Karol mengalami pergolakan perang di bawah pendudukan Nazi. Nazi menutup universitasnya pada tahun 1939 dan Karol yang masih belia harus bekerja sebagai buruh kasar di sebuah pertambangan (1940-1944), dan kemudian di pabrik kimia Solvay guna menyambung hidup dan menghindarkan diri dari deportasi sebab sama seperti kebanyakan
orang sebangsanya, Karol senantiasa berada dalam ancaman dideportasi ke Jerman.

Pada tahun 1942, di tengah kekacauan perang, ia merasakan panggilan untuk menjadi seorang imam diosesan. Karenanya ia belajar di Seminari Krakow yang dikelola secara sembunyi-sembunyi oleh Kardinal Adam Stefan Sapieha, Uskup Agung Krakow. Pada saat yang sama, ia dan temantemannya merintis Teater Rhapsodic, juga secara sembunyi-sembunyi. Sesudah Perang Dunia II berakhir, ia melanjutkan kuliahnya di Seminari
Utama Krakow, setelah seminari dibuka kembali, dan di Fakultas Theologi,Universitas Jagiellonian, hingga ditahbiskan sebagai imam di Krakow pada tanggal 1 November 1946. Pada masa-masa ini, Pastor Wojtyla banyak dipengaruhi oleh ajaran dan pemikiran St. Louis Marie de Montfort dan St.Yohanes dari Salib.

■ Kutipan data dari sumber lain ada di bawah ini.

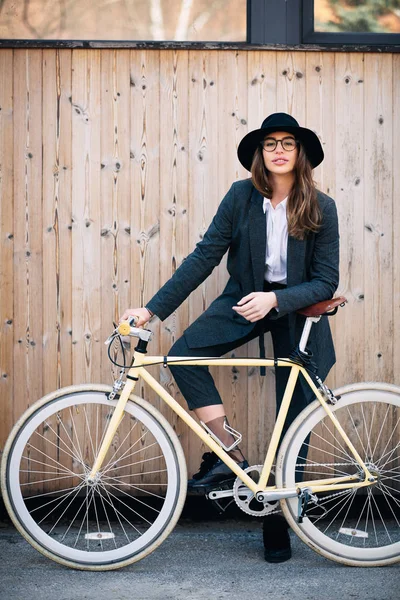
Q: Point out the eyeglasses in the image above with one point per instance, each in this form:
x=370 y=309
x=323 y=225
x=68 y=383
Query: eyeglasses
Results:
x=270 y=144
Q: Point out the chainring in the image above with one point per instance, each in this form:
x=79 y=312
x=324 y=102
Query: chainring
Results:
x=245 y=498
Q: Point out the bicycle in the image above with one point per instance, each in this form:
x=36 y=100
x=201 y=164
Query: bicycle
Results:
x=118 y=475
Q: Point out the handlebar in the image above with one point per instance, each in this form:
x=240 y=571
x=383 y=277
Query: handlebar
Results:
x=125 y=328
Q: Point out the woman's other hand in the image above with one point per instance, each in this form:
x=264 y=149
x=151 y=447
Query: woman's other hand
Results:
x=256 y=305
x=142 y=315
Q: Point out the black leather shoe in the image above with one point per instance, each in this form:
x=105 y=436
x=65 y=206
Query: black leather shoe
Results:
x=212 y=472
x=276 y=539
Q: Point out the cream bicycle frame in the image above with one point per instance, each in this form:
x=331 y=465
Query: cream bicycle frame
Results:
x=138 y=370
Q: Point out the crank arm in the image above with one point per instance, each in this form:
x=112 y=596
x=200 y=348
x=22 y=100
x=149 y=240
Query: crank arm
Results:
x=217 y=494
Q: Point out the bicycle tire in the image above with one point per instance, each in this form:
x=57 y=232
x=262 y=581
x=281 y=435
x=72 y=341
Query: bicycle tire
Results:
x=52 y=446
x=354 y=527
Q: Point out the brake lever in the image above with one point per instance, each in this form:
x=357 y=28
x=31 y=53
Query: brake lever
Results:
x=131 y=320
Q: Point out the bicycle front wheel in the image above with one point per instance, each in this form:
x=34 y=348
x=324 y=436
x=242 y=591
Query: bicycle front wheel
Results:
x=121 y=517
x=358 y=527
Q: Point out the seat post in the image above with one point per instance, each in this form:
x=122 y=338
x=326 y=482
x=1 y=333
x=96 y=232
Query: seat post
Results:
x=306 y=332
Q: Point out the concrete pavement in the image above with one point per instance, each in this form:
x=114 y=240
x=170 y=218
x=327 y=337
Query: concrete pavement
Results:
x=213 y=559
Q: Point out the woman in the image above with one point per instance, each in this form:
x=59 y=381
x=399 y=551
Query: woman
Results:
x=283 y=242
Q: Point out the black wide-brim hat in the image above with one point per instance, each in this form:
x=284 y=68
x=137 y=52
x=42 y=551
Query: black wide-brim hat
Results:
x=286 y=123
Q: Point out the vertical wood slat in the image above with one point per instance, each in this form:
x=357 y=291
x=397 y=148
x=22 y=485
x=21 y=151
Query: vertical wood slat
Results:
x=145 y=187
x=62 y=280
x=57 y=339
x=86 y=215
x=174 y=205
x=115 y=174
x=350 y=189
x=204 y=86
x=7 y=316
x=28 y=273
x=378 y=218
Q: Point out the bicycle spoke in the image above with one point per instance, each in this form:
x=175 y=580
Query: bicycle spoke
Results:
x=135 y=487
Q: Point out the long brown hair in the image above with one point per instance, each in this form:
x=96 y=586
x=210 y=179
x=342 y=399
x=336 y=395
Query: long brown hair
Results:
x=303 y=212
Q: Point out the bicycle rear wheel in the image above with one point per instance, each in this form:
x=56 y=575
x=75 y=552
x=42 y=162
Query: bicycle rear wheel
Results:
x=359 y=527
x=131 y=507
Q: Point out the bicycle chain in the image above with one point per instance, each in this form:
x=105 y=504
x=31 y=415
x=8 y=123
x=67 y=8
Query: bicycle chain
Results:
x=269 y=511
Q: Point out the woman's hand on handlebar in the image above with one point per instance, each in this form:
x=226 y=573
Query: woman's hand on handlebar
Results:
x=142 y=316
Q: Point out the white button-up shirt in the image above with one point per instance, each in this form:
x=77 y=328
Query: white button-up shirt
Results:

Segera setelah penahbisannya, Kardinal Sapieha mengirimnya ke Roma di mana ia belajar di bawah bimbingan Garrigou-Lagrange, seorang imam Dominikan Prancis. Ia menyelesaikan doktoratnya dalam bidang teologi pada tahun 1948 di Angelicum, Roma dengan tesis bertopik “Iman dalam Karya-karya St. Yohanes dari Salib”. Pada masa itu, selama liburannya, ia menjalankan tugas pastoralnya di antara para imigran Polandia di Prancis, Belgia dan Belanda.

Pada tahun 1948, ia kembali ke Polandia dan menjabat sebagai Vikaris dari beberapa paroki di Krakow, sekaligus menjadi imam para mahasiswa hingga tahun 1951, saat ia memutuskan untuk memperdalam studinya dalam bidang filsafat dan teologi. Pada tahun 1953 ia mempertahankan tesisnya yang berjudul “Evaluasi mengenai kemungkinan membentuk etika Katolik dalam sistem etika Max Scheler” di Universitas Katolik Lublin.
Kemudian ia menjadi professor Teologi Moral dan Etika Sosial di Seminari Utama Krakow dan di Fakultas Teologi Lublin.

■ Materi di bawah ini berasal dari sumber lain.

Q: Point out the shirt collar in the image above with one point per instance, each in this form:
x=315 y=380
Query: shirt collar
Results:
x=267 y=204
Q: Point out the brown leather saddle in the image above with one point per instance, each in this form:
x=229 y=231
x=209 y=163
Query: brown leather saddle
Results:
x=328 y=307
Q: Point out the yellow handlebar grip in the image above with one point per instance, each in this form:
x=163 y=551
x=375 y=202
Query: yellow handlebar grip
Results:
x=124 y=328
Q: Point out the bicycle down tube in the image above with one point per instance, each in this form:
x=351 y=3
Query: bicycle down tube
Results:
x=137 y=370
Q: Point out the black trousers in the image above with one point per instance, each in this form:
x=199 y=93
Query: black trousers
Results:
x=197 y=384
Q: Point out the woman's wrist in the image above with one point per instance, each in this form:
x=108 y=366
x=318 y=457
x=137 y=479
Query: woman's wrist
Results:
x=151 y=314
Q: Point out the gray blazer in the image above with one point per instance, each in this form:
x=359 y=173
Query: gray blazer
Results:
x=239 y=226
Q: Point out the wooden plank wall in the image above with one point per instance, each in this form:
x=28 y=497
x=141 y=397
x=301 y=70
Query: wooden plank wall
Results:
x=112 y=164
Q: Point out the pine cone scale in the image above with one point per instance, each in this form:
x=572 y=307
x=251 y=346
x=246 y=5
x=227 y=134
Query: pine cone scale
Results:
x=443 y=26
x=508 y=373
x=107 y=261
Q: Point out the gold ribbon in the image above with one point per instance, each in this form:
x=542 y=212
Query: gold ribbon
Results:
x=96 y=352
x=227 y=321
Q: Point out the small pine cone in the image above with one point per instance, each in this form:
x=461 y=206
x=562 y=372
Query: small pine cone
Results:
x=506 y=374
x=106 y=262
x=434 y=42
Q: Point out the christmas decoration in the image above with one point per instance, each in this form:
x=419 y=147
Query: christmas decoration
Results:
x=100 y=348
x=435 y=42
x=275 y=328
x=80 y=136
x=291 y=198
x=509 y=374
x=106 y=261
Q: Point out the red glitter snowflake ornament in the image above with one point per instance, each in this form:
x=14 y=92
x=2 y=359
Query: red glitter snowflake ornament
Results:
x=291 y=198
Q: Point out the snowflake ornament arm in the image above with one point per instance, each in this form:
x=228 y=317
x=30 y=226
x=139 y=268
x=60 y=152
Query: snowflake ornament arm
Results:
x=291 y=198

Pada tanggal 4 Juli 1958, Wojtyla diangkat sebagai Pembantu Uskup di Krakow oleh Paus Pius XII dan ditahbiskan sebagai Uskup pada tanggal 28 September 1958 di Katedral Wawel, Krakow oleh Uskup Agung Baziak. Pada tahun 1960, ia menerbitkan bukunya yang sangat terkenal Cinta dan Tanggung Jawab. Di sinilah, Paus Paulus VI sangat kagum atas cara Uskup Wojtyla mempertahankan ajaran-ajaran tradisional Gereja Katolik mengenai
perkawinan. Pada tanggal 13 Januari 1964, ia diangkat sebagai uskup agung Krakow oleh Paus Paulus VI. Bapa Suci sendiri banyak mengandalkan nasihat Uskup Agung Wojtyla dalam menuliskan ensiklik Humanae Vitae. Tanggal 26 Juni 1967, Paus mengangkatnya menjadi Kardinal.

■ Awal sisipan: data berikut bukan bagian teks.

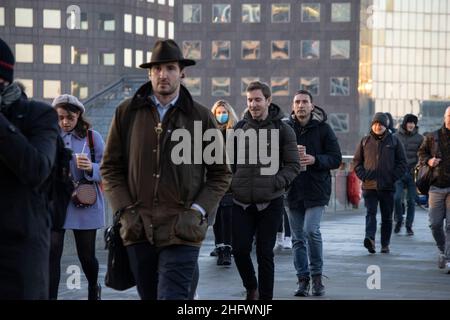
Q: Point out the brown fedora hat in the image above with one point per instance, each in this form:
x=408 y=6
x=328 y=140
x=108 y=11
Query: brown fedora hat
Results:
x=166 y=51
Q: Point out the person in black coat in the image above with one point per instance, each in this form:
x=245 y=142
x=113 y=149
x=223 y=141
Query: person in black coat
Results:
x=28 y=133
x=310 y=192
x=379 y=161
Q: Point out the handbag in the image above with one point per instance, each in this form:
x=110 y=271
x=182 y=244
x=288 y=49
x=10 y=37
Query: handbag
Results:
x=118 y=273
x=84 y=194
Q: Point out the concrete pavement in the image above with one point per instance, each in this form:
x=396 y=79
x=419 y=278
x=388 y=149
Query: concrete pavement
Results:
x=408 y=272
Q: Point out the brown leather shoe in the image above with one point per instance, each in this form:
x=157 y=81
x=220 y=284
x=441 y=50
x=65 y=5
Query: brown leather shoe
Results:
x=252 y=294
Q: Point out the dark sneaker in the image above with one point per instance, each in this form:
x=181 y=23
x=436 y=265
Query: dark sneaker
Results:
x=318 y=288
x=303 y=287
x=409 y=231
x=385 y=249
x=95 y=292
x=215 y=252
x=442 y=261
x=252 y=294
x=397 y=227
x=369 y=244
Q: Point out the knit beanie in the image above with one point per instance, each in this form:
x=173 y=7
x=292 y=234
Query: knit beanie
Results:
x=381 y=118
x=6 y=62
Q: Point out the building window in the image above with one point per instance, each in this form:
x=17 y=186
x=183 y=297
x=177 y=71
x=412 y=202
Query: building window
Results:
x=251 y=13
x=139 y=58
x=139 y=25
x=79 y=55
x=161 y=29
x=192 y=50
x=24 y=17
x=106 y=22
x=2 y=16
x=281 y=12
x=340 y=12
x=194 y=85
x=52 y=19
x=52 y=89
x=107 y=57
x=128 y=57
x=24 y=52
x=151 y=27
x=280 y=49
x=52 y=54
x=310 y=49
x=340 y=86
x=171 y=31
x=220 y=86
x=340 y=49
x=83 y=21
x=79 y=89
x=221 y=50
x=221 y=13
x=28 y=85
x=245 y=81
x=310 y=12
x=250 y=50
x=310 y=84
x=280 y=86
x=128 y=23
x=192 y=13
x=339 y=122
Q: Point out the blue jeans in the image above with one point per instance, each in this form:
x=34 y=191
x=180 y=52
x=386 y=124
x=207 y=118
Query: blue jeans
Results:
x=439 y=211
x=407 y=182
x=306 y=239
x=386 y=200
x=163 y=273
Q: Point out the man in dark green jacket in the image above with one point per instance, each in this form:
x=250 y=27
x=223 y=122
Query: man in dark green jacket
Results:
x=379 y=162
x=258 y=194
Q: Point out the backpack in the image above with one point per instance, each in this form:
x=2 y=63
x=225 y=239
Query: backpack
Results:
x=60 y=185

Selain ambil bagian dalam Konsili Vatikan II dengan sumbangannya yang amat berharga dalam penyusunan konsep Konstitusi Gaudium et Spes, Kardinal Wojtyla juga ikut ambil bagian di seluruh pertemuan Sinode Uskup. Pada tanggal 16 Oktober 1978, pukul 05.15 sore, Kardinal Karol Wojtyla terpilih sebagai Paus yang ke-264. Dialah penerus Takhta Petrus yang ke-264. Ia menjadi paus non-Italia pertama sejak Paus Adrianus VI. Untuk menghormati pendahulunya, Paus Yohanes Paulus I, Karol Woytilla memilih nama Paus Yohanes Paulus II.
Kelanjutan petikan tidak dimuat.